She started to her feet.
“There were no love passages,” she cried passionately, “none, none at all! I hardly knew Mr. Garlett. Oh! do believe that! Indeed, indeed it’s the truth!” More calmly she added: “The cricket season was beginning, and he was constantly away from home.”
“And yet you told me just now that you saw him most days at the factory?”
“He used to come in for a few moments to see his letters. I was generally present when he did come in, with the man who really managed the business—Mr. Dodson.”
He glanced down at the paper he was holding.
“And yet,” he observed, “slight as was your acquaintance with your employer, you walked back with him from Grendon to Terriford the day before Mrs. Garlett’s death. Or do you deny having done that?”
She sat down again.
“Did I?” she said falteringly. And then she exclaimed—while he told himself that she was perhaps the best actress he had ever encountered in the course of his work—“Yes, I did! I remember it now. We came in to Miss Cheale’s sitting room just when she had dismissed a servant. But for that I should not have remembered having walked home with Mr. Garlett.”

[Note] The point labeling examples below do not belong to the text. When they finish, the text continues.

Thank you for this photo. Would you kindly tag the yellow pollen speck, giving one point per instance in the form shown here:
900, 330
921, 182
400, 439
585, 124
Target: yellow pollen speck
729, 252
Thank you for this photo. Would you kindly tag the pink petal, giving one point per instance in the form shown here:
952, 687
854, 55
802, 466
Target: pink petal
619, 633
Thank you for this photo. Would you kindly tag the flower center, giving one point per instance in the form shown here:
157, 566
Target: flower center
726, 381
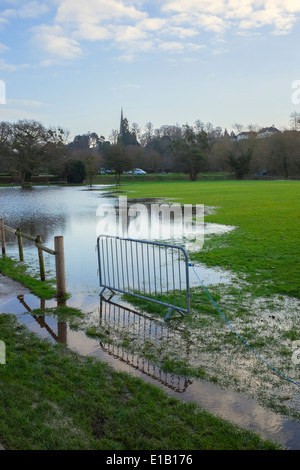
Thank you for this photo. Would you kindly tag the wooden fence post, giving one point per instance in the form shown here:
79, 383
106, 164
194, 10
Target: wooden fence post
60, 266
2, 236
41, 258
20, 244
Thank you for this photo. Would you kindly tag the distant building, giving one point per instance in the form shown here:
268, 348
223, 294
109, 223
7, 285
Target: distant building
267, 132
245, 135
263, 133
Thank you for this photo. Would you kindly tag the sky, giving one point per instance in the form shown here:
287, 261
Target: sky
76, 63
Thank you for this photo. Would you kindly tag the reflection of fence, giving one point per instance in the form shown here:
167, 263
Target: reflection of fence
152, 271
58, 252
120, 319
61, 336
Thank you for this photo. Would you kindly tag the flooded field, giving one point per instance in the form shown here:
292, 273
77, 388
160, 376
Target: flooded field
199, 358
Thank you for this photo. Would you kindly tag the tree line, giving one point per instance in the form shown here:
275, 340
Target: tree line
28, 148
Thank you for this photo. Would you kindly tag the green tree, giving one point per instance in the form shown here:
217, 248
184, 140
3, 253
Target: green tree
117, 158
75, 171
32, 146
240, 163
5, 145
191, 149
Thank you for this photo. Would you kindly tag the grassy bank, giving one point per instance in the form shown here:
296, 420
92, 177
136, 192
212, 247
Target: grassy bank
52, 399
20, 273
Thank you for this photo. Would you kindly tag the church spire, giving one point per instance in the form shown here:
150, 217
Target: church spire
121, 123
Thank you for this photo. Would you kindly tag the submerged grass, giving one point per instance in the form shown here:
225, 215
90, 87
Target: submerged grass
19, 272
264, 246
53, 399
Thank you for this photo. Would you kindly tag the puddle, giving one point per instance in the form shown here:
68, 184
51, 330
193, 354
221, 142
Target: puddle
246, 413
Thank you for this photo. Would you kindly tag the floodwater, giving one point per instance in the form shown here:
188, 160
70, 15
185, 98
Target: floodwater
72, 213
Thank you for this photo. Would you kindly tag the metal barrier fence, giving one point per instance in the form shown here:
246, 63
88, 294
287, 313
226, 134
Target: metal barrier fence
153, 271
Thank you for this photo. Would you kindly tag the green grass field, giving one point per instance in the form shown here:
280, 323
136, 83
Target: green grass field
53, 399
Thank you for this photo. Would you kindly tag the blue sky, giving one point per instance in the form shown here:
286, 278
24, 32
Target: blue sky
75, 63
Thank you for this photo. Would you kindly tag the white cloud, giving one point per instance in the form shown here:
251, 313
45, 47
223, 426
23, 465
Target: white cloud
53, 40
3, 48
32, 9
25, 103
96, 11
244, 14
129, 27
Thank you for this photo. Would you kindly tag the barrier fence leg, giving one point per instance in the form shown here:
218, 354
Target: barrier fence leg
41, 258
2, 236
20, 245
60, 266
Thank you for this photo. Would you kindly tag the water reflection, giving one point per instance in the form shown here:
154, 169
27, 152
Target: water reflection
72, 213
61, 335
119, 319
243, 412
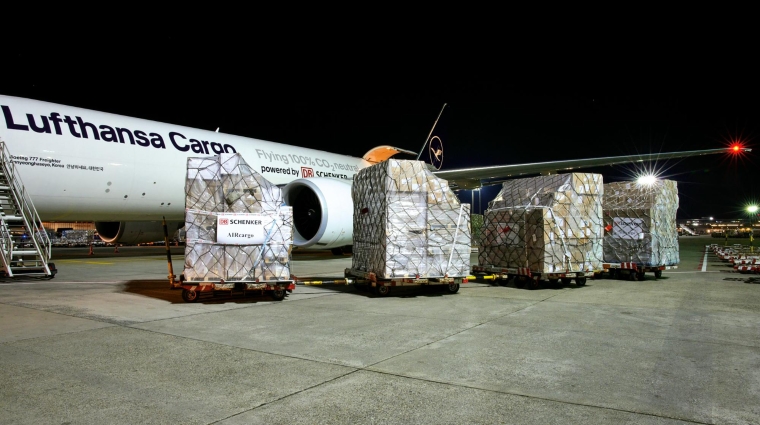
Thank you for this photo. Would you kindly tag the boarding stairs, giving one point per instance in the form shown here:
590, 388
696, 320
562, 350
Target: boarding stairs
24, 243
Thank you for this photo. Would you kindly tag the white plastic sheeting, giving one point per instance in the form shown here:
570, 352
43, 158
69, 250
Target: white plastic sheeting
224, 185
548, 224
640, 223
408, 223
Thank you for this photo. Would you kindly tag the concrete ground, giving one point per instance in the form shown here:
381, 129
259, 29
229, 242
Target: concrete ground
107, 341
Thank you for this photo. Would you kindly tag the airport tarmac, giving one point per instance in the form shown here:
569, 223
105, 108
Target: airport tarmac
108, 342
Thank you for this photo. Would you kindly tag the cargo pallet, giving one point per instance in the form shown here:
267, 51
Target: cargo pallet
525, 278
382, 286
630, 271
193, 291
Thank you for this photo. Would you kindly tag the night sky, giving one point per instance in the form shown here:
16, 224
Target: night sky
345, 101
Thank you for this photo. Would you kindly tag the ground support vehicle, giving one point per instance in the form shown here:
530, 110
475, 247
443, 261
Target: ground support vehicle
382, 286
525, 278
630, 271
193, 291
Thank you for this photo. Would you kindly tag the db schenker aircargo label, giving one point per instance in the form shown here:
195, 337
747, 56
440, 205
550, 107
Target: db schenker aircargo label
245, 229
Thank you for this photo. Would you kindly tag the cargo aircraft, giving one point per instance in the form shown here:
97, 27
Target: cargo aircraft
127, 174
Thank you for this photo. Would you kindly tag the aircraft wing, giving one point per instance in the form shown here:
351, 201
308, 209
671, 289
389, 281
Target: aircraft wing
470, 178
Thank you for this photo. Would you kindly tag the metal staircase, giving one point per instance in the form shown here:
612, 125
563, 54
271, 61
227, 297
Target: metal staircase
24, 243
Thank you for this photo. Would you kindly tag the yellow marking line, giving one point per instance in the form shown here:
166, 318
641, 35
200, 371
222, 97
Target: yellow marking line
83, 262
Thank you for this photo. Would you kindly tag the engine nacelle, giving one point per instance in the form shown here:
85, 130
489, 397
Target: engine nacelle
135, 232
323, 212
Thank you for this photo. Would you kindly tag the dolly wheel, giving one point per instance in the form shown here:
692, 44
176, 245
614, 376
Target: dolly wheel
277, 294
190, 295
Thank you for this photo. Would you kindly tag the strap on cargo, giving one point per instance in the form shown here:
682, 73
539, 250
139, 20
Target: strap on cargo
454, 242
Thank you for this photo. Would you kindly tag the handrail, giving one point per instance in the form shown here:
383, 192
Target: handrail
7, 247
43, 245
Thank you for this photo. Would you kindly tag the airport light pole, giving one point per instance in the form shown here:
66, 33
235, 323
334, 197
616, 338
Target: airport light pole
752, 210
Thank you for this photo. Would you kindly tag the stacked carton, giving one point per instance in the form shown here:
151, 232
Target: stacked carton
640, 223
225, 187
408, 223
548, 224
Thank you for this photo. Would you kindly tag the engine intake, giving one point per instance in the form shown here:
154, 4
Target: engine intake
322, 212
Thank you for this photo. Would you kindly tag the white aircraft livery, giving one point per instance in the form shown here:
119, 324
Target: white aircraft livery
127, 174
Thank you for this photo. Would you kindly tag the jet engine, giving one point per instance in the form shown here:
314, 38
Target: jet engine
135, 232
323, 212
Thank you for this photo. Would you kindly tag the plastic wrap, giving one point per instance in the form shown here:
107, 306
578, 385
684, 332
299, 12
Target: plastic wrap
222, 190
640, 223
548, 224
408, 223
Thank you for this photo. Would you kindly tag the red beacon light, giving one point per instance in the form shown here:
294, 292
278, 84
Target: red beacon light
738, 148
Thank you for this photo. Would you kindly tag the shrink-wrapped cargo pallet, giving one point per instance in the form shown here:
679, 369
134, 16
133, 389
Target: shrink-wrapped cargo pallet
547, 224
640, 223
408, 223
236, 226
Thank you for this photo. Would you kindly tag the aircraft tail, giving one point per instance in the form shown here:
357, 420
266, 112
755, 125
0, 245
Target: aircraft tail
434, 143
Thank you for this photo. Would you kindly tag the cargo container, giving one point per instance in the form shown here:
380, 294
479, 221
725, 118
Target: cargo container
238, 232
545, 228
641, 234
409, 228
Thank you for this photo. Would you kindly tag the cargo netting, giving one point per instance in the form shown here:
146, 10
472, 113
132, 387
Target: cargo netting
221, 192
640, 223
547, 224
408, 223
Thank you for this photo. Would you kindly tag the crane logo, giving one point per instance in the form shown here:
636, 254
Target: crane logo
436, 152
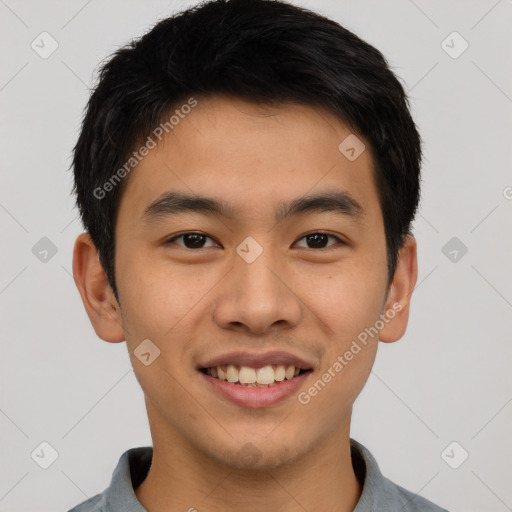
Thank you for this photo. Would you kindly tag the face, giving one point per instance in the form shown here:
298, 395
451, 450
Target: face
284, 266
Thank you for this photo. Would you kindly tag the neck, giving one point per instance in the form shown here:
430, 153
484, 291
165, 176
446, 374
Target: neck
182, 478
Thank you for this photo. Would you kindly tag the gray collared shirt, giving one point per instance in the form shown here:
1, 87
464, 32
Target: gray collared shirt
379, 493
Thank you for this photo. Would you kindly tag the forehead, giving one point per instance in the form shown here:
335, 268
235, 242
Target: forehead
253, 157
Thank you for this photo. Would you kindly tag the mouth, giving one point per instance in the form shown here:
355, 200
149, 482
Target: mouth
255, 380
263, 377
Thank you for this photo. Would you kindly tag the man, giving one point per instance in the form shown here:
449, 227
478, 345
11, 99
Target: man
247, 173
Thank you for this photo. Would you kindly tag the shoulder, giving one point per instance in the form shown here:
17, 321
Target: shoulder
411, 502
380, 494
93, 504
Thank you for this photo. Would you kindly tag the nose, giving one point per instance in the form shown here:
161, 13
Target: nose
257, 297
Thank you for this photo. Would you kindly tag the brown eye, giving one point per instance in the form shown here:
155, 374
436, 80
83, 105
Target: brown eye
191, 240
319, 240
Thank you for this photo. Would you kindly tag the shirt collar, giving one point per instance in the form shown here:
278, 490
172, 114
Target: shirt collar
134, 465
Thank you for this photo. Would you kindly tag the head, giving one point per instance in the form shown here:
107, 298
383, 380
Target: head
255, 106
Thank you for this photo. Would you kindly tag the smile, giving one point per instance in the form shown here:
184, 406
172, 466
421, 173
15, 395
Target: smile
263, 377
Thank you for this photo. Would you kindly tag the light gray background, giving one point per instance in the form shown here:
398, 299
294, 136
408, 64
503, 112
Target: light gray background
447, 380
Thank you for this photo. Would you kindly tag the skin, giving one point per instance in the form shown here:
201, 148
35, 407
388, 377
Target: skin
194, 304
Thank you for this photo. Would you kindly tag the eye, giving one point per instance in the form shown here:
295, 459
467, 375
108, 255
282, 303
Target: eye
318, 240
190, 240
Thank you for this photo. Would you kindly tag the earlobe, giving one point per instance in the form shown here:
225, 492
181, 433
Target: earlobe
396, 310
97, 296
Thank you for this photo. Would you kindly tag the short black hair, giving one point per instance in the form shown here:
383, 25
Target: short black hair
264, 51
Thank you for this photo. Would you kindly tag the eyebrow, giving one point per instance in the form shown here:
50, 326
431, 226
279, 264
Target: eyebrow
174, 203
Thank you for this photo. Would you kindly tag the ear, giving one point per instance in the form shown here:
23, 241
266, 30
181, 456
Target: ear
396, 309
97, 295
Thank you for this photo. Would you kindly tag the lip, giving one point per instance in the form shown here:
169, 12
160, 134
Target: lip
255, 360
255, 397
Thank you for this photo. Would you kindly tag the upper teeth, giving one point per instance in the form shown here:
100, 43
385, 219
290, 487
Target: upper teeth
267, 375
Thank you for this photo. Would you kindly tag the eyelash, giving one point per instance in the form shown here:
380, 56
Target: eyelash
176, 237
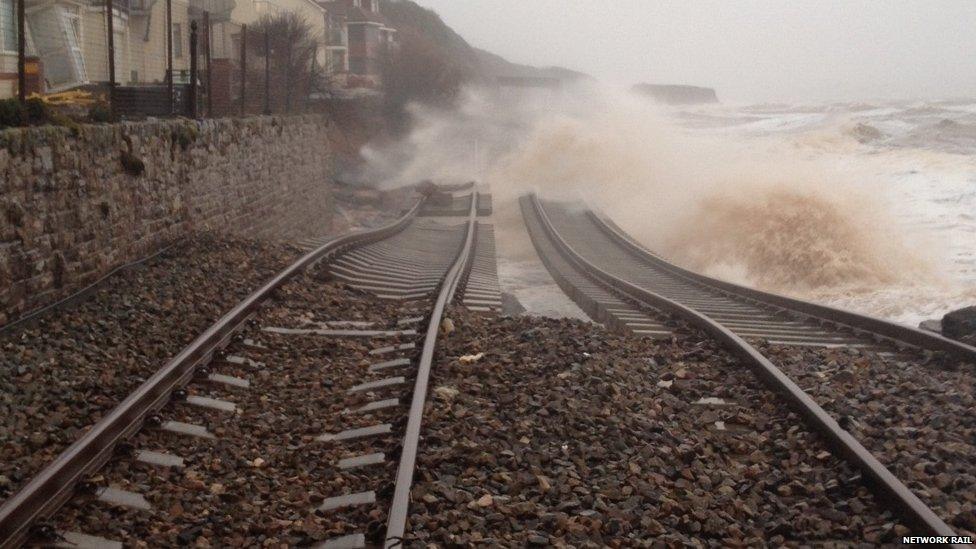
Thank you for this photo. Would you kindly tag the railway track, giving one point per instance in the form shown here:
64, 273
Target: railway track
619, 283
282, 386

“Now that your memory has become more clear, Miss Bower, I want you to remember something else. At what time—I mean about what date—was the word ‘marriage’ first mentioned by Mr. Garlett with respect to yourself?” He leaned forward. “Was it before Mrs. Garlett’s death, or immediately after it?”
Again she looked at him quite straight. She could see his shadowed face—to her it was the face of a sneering devil.